The divorce I am thinking of is not one between two people, but between the church and the state as that relationship pertains to the legalization of marriage. Is it time for the church to have nothing further to do with what state-sanctioned marriage proceedings? Neither the state nor the broader culture seem to have little knowledge of and even less concern for what Christian marriage is; and maybe it is time for the church to claim its ground, at least among its own people. This idea is, to be sure, prompted by the news this week that Maryland has become the eighth state to legalize marriage between same-sex partners. There is little short of divine intervention that will keep that number from growing rapidly in short order.
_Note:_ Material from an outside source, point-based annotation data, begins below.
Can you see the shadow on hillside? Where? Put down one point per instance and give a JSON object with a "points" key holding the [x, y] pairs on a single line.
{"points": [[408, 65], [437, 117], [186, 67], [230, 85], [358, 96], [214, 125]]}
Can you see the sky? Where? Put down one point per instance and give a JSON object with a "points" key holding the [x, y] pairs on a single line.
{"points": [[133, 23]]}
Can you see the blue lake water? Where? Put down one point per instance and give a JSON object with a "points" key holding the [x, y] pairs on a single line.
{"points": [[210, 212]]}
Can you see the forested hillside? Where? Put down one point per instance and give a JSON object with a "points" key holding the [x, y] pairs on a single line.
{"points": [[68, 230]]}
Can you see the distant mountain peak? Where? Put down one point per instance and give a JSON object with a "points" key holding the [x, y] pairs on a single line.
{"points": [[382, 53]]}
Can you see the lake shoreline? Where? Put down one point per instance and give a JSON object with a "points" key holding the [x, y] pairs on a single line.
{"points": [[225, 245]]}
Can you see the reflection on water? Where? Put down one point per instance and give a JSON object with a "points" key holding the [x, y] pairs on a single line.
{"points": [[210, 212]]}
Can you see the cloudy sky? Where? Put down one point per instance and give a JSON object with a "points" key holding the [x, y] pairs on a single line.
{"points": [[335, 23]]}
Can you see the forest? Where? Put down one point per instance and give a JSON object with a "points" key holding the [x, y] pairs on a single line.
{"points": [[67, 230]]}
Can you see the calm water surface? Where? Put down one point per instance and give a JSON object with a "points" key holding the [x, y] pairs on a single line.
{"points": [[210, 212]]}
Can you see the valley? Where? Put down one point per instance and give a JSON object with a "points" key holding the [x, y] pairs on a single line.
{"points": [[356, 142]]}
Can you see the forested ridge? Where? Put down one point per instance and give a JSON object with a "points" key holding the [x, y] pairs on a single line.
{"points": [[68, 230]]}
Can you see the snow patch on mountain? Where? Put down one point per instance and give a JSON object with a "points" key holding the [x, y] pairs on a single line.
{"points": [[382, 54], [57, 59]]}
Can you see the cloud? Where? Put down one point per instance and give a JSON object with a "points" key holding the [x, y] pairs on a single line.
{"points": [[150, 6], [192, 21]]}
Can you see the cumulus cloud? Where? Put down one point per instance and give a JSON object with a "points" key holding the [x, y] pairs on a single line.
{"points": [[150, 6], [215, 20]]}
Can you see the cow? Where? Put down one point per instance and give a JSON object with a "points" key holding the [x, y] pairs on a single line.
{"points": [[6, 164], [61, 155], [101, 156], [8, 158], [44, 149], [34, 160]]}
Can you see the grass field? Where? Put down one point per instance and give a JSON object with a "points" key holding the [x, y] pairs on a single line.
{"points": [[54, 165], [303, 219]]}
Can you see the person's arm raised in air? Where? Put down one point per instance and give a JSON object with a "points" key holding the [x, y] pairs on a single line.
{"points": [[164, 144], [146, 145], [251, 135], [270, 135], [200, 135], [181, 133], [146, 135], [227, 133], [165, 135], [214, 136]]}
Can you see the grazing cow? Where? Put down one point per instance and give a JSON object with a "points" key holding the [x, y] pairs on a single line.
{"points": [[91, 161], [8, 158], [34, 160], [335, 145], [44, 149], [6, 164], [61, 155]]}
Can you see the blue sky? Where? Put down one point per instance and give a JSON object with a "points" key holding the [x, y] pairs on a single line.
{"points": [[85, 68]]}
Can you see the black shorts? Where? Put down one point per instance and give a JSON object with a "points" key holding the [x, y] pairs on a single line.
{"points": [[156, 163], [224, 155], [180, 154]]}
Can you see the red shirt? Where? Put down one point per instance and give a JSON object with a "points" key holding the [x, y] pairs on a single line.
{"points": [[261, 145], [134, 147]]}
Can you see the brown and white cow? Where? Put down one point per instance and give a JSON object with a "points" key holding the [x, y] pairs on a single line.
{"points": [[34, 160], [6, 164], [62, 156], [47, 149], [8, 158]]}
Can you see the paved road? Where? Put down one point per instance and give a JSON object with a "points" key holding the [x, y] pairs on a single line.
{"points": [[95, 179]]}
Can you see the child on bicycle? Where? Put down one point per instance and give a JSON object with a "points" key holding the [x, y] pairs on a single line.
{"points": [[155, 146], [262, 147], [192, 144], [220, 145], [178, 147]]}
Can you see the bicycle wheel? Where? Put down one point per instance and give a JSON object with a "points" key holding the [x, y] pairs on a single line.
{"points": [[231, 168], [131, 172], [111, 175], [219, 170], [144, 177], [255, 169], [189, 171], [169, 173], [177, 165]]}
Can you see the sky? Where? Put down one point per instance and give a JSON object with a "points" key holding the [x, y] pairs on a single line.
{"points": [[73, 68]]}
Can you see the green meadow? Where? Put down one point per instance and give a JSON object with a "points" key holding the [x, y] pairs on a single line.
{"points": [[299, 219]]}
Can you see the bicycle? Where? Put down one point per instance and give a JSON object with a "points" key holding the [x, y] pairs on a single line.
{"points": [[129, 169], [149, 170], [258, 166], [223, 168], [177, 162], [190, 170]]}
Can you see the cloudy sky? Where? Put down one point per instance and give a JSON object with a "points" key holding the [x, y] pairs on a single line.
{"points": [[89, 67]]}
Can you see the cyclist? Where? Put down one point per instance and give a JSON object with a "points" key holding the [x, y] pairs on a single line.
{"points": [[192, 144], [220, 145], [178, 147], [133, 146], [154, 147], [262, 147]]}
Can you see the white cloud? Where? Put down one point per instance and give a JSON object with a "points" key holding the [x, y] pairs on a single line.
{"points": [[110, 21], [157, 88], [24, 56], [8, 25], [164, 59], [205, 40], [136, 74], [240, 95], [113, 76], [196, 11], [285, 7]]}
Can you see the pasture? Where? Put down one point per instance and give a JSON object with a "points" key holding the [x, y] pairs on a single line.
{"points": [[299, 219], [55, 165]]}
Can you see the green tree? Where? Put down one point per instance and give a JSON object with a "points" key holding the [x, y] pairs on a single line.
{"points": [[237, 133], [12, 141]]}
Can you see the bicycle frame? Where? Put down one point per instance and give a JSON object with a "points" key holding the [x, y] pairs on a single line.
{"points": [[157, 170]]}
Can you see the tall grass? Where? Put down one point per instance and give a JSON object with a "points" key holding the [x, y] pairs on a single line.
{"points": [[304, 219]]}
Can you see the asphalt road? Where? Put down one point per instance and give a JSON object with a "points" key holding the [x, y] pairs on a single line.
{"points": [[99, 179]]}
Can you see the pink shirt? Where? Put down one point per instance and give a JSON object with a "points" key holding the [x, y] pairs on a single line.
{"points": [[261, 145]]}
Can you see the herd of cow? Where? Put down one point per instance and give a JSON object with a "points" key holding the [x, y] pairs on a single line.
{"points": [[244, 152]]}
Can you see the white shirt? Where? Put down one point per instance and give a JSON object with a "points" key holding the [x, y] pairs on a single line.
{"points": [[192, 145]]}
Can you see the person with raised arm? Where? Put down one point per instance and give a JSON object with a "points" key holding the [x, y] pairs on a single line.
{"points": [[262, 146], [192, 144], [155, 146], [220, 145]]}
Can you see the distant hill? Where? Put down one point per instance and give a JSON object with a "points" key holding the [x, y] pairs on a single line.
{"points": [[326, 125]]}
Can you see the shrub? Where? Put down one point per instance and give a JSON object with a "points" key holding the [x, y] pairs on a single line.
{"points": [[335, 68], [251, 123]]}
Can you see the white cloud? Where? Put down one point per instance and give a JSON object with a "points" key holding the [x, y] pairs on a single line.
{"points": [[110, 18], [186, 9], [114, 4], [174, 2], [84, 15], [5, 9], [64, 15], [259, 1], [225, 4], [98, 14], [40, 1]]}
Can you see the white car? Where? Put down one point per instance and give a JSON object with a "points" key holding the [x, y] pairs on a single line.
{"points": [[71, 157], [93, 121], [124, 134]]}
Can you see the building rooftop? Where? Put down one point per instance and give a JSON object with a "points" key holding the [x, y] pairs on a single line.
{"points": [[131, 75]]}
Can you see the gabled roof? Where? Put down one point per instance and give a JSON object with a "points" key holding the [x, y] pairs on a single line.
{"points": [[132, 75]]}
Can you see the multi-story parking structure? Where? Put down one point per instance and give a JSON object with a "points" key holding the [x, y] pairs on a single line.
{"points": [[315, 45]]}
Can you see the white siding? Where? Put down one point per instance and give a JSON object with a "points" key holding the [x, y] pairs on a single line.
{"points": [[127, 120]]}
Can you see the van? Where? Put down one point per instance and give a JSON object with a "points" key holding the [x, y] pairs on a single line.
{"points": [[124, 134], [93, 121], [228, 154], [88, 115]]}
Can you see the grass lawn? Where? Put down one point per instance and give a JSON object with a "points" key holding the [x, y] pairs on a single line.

On one hand, it is perhaps of little concern to those who do not walk in this way; no one says a person must marry one of the same sex. But on the other, it may well come about soon that anyone authorized by the state to legally sanction any marriage may be required to do so for whatever is declared by the state to be a marriage; and that will have ever more fading resemblances to Christian marriage. Odd, isn’t it? A rapidly increasing number of heterosexual couples eschews marriage for simple, convenient co-habitation, while same-sex couples want increasingly to opt in to what is by all accounts a fading institution. And on the other side of the courthouse, where marriages are legally de-sanctioned via divorce, we have mountainous evidence that the permanence assumed by Christians to be part of the substance of marriage is a sham at best and a rejected idea at worst.
It is enticing to say that Christian churches should have their own ceremonies, independent of the state, whose legal recognition a couple could seek independently if they wish. It is no longer a matter significantly noted by the community that a couple living in the neighborhood is or is not legally married. Such a drastic step should only be taken, however, after a thorough teaching of the ontology of marriage. Yes, that’s a philosophical term. It refers to the belief that marriage is not a nominal matter—something that only exists because we have given a name to it, a name with which we can interchange shapes and meanings. Instead, we believe it to be grounded in God and revealed to us through general as well as special revelation. The latter is plainly given in the earliest portions of the Bible, continuously reaffirmed throughout its unfolding story; the former is witnessed to by the virtual universality of male-female marriage through all manner of cultures, notwithstanding the many differences in roles and expectations. If there is an ontological reality to marriage, we can call something else by the name all we want; it does not make it so.
Perhaps there are good and sufficient reasons for the state to grant legal recognition to unions of same-sex persons. I am not fully convinced, particularly in light of the diminishing respect for marriage among the general population. But there are good reasons for Christians in particular to distinguish these from holy matrimony.
These thoughts are just beginning to gain some traction in my own thinking; I’m not sure where they will end up. What are your thoughts?